In a lawsuit, filed in federal court in New Jersey, Thomas Tramaglini said the Holmdel Township Police Department violated his constitutional rights by its “unlawful taking and subsequent leaking” of the picture after he was issued summonses last year. The lawsuit names the police department, township, police chief and some police staff. “The booking photograph should have never been taken, to say nothing of the fact that it was immediately thereafter unlawfully released into the public domain, fueling sophomoric, inaccurate, and damaging ‘new stories’ about Plaintiff,” the lawsuit states.
The release of mug shots is “expressly prohibited under” state law for low-level, noncriminal offenses, such as those Tramaglini faced, his attorney, Matthew Adams, told NBC News. He further said, Tramaglini’s life has been ruined as a result of the dissemination of the photo. The township filed a motion to dismiss the lawsuit, on the basis that the police department wasn’t violating any laws when it took Tramaglini’s mugshot and that Tramaglini’s defense team failed to prove that Martin or the police chief released the photo to the media.
Tramaglini sought unspecified monetary damages, as well as attorney’s fees. In February 2019, Tramaglini asked New Jersey’s attorney general to investigate whether police acted unlawfully when they took his mug shot and released it to the media. The judge dismissed the lawsuit, rejecting Tramaglini’s claim that the dissemination of the his mug shot violated his federal rights to privacy and due process.
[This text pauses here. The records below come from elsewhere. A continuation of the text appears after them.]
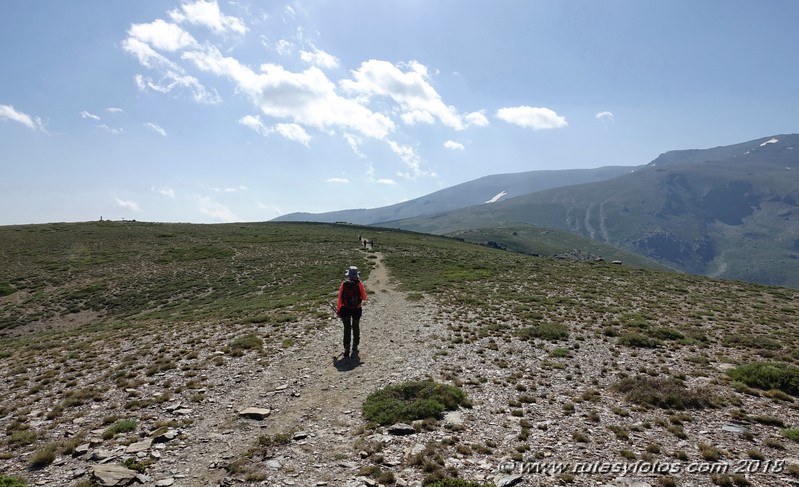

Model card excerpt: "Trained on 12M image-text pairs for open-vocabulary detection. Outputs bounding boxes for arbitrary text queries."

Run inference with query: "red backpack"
[341,280,363,308]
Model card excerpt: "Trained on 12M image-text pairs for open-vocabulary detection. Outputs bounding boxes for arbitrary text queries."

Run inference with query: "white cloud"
[122,37,181,71]
[97,123,125,135]
[151,186,175,199]
[144,122,166,137]
[183,47,394,139]
[344,134,366,159]
[80,110,100,122]
[340,59,464,130]
[169,0,247,34]
[197,197,238,223]
[596,112,614,123]
[208,184,247,193]
[0,105,47,133]
[114,198,141,212]
[239,115,272,137]
[274,39,294,56]
[387,140,431,179]
[275,123,311,146]
[497,106,567,130]
[128,19,199,52]
[300,46,338,69]
[463,111,489,127]
[134,70,222,105]
[444,140,465,150]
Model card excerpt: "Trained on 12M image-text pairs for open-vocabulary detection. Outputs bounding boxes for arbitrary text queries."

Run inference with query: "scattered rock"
[496,475,524,487]
[92,465,138,487]
[444,411,463,426]
[605,477,652,487]
[386,423,416,436]
[125,438,153,453]
[239,407,272,421]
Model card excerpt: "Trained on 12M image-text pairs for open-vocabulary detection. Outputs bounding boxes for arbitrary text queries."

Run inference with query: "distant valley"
[281,134,799,287]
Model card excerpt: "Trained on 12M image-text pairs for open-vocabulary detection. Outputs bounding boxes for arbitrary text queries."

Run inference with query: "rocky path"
[150,253,444,486]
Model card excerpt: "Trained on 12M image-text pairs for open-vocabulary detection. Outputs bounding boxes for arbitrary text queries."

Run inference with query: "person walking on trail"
[336,266,366,357]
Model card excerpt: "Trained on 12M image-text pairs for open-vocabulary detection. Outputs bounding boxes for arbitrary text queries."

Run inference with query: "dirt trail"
[153,253,435,485]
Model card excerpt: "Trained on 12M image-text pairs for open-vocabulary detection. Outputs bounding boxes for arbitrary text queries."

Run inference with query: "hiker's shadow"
[333,355,363,372]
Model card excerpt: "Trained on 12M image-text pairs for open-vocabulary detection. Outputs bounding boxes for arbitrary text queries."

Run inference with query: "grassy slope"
[0,223,799,484]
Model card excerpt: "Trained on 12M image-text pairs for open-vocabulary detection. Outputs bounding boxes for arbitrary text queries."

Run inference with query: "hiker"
[336,266,366,357]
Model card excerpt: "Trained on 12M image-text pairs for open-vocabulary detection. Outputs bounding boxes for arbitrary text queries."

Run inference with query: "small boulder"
[239,407,272,421]
[92,465,138,487]
[386,423,416,436]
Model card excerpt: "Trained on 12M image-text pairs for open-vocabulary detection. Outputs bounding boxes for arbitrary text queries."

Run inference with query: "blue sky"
[0,0,799,224]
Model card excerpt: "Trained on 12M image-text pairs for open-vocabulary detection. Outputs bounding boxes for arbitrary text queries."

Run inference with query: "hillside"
[274,166,632,225]
[0,222,799,486]
[383,135,799,287]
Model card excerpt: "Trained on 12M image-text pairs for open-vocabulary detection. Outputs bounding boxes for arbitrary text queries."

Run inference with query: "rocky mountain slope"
[0,223,799,487]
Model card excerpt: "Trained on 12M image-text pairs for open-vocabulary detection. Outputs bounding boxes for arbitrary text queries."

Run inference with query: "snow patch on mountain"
[486,191,508,203]
[760,137,779,147]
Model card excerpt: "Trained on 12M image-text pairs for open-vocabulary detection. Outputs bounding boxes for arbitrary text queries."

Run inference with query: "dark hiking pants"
[341,309,361,352]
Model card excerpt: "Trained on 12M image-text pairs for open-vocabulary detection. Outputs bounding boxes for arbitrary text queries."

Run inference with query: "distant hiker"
[336,266,366,357]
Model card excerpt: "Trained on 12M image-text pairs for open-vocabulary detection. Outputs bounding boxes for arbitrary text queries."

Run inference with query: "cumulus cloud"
[134,70,222,105]
[0,105,47,133]
[169,0,247,34]
[151,186,175,199]
[497,105,567,130]
[275,123,311,146]
[80,110,100,122]
[387,140,429,179]
[144,122,166,137]
[300,47,338,69]
[183,47,394,139]
[340,59,464,130]
[122,37,181,71]
[463,111,488,127]
[596,112,614,123]
[197,197,238,223]
[444,140,466,150]
[97,123,125,135]
[128,19,199,52]
[344,134,366,159]
[114,198,141,212]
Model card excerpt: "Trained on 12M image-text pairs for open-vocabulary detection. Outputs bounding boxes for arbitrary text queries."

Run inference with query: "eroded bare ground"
[141,254,450,485]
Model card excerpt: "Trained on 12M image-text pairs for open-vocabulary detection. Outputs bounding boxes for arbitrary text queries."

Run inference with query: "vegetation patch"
[230,333,264,350]
[0,475,26,487]
[613,376,716,409]
[518,323,569,341]
[363,380,470,425]
[618,332,661,348]
[727,362,799,396]
[0,282,17,298]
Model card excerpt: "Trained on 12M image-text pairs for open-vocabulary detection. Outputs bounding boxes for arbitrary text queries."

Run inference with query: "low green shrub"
[617,331,661,348]
[727,362,799,396]
[613,376,716,409]
[363,380,469,425]
[230,333,264,350]
[518,323,569,341]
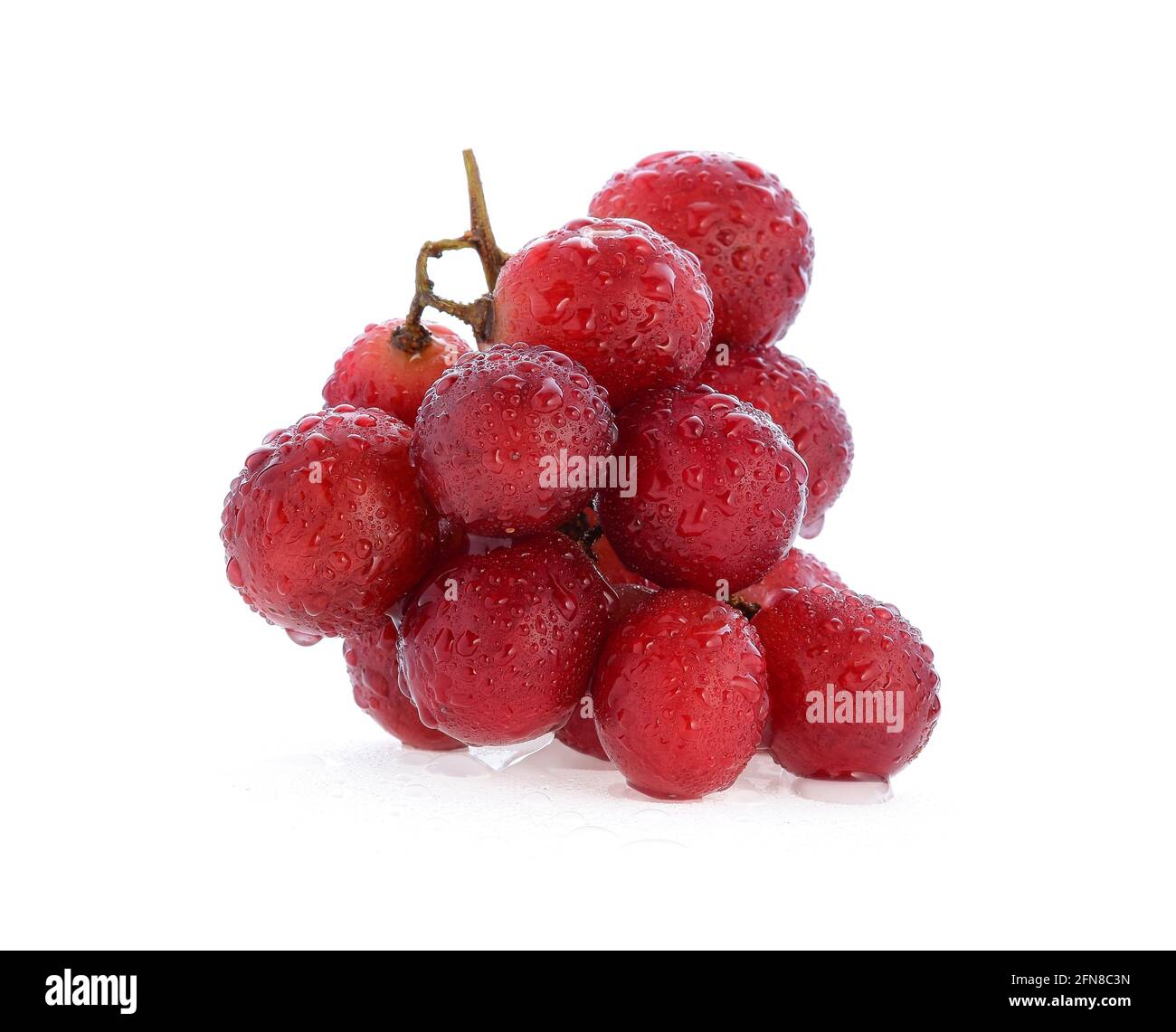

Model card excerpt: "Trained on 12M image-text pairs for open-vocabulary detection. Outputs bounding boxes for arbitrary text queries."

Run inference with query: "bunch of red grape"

However, Tramaglini’s other claims, including negligent and intentional infliction of emotional distress, defamation, and negligent hiring, training and supervision, could go forward in state court.
“The emotional distress suffered by plaintiff was so severe that no reasonable person should be expected to endure it,” stated the lawsuit filed by his attorney, Matthew Adams. Tramaglini said losing his job and reputation will make it hard to recover, and that he expects to be unemployed for the foreseeable future. “I loved my job… I wanted to stay there for my whole career,” he said. “I’ve been portrayed as a horrible, deranged person,” he said. “There is nothing you can say or do to change the people’s minds.”